With a post graduate degree in hand and a mother tongue hebrew and a good command of English, she had eased into the jobmarket with an advantage over her peers. However, the idea of becoming a full time employee really scared her. She had already got a job as a clerk in a government office. She was wondering that what she had studied in her two degrees had nothing to do with what she is going to do. Her whole perspective of the professional world was filled with pessimism. She was not expecting anything positive from her first ever job. Her sense of the future was clearly not promising and I tried to talk her out of her pessimism. I told her that I did not have any idea of what I wanted to do when I graduated too and that she will need to see the professional world for herself to really find out what she wants to do in life and to know how she can do that.

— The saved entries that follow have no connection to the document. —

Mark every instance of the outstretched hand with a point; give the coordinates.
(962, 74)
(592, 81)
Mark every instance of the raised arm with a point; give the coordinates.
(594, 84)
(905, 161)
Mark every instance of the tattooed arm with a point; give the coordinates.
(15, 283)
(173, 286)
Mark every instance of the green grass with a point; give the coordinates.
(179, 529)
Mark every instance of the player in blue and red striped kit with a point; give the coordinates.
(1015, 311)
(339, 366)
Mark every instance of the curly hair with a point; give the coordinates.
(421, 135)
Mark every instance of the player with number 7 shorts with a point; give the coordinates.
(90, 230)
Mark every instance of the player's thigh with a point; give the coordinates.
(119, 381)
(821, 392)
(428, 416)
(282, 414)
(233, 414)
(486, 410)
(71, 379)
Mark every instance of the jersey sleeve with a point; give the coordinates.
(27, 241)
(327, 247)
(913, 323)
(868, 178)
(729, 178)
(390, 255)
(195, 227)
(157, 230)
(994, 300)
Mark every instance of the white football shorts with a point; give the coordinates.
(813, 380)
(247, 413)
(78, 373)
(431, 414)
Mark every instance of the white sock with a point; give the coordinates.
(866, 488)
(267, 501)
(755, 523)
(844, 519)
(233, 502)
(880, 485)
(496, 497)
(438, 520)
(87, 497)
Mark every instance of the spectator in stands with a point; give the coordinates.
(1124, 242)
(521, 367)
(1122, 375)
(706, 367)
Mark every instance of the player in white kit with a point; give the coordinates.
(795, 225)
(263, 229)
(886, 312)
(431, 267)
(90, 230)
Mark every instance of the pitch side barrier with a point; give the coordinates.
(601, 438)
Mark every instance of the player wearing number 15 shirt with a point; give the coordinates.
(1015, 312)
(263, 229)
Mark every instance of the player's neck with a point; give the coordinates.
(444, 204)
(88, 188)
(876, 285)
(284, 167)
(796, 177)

She took note of my advice and asked me why I think she feels so negative at this time while she should really appreciate the path she came and what she accomplished. I had to tell her what I think and told her that she was putting up a defense system as she is stepping out for the first time to face the world of professional work. She has her concerns and fears, and lowering her expectations bar by thinking negatively was what she was doing. After all she is a black woman, living in a mostly white country where not quite a few people doubt if she is Jewish at all. Well I had to hand it to her. As they say friends are those that tell you what you don't want to hear. To my surprise, she agreed to my explanation. "You know" she said, "I never thought that I had negative expectations for my future here in Israel, until a few months ago…" so she started telling me that she met Ethiopian Americans that came to visit Jerusalem and she had a chance to acquaint with them. They had a question for her. "Why do people stare at us in the streets?" To her surprise she had a quick response for them, she quipped "It must be because you were speaking in English and most Israeli's are surprised to hear Ethiopians speak English." Her answer surprised her more than it surprised them. She told me that she started really paying attention to all the negative thoughts she hoards in the back of her mind about her life as an Israeli of Ethiopian origin in Israel. Amazingly, she was born in Israel and does not even speak Amharic, the Ethiopian language. Yet many see her and treat her as a new immigrant in her daily life.

So our conversation drifted to Obama as conversations do often these days, well at least to me they do. We wondered people's perception of black people in Israel might change if he gets elected. She confessed that she was in dilemma. "As a black woman," she said, "I am for his election and as a Jew, I hear he will not be good for Israel and don't want him to win."

I have spent hours reading talk back comments from Ynet to Jerusalem Post and all that you read is the hostility most Israeli's have towards Obama. In my humble opinion, I think most Israeli's find it hard to accept that a man whose father was a Muslim will not have sympathy to the Arab world. Well the truth is most (or so I think) Israelis come from Jewish parents from both sides and are not exposed to a mix marriage out of their religion, let alone race. I, for one having come from a mix marriage have no problem taking Obama at his word. If he thinks he identifies as American and is a Christian fine with me. After all, the only thing he has taken from his father is his name. Maybe it is because of the fact that Israel is more or less a homogenous nation state or so we tend to think that the make up of Obama scares us. The US is definitely on the way of being more of a multicultural state, the rise of a multiracial and multicultural candidate maybe the strongest indication of that.

Hope is perhaps what I can share with my lady friend as to the fate of Israel's black population, would there be a time ever that a black man can rise to an occasion of this magnitude in Israel. Well not in the near future anyway, but as Dr. King dreamt a generation ago so can we that one day we shall cease to fear and start to hope even if it means on a small thing as our first job out of university. After all we came to live and be a part of Israel, not to stand aside and watch.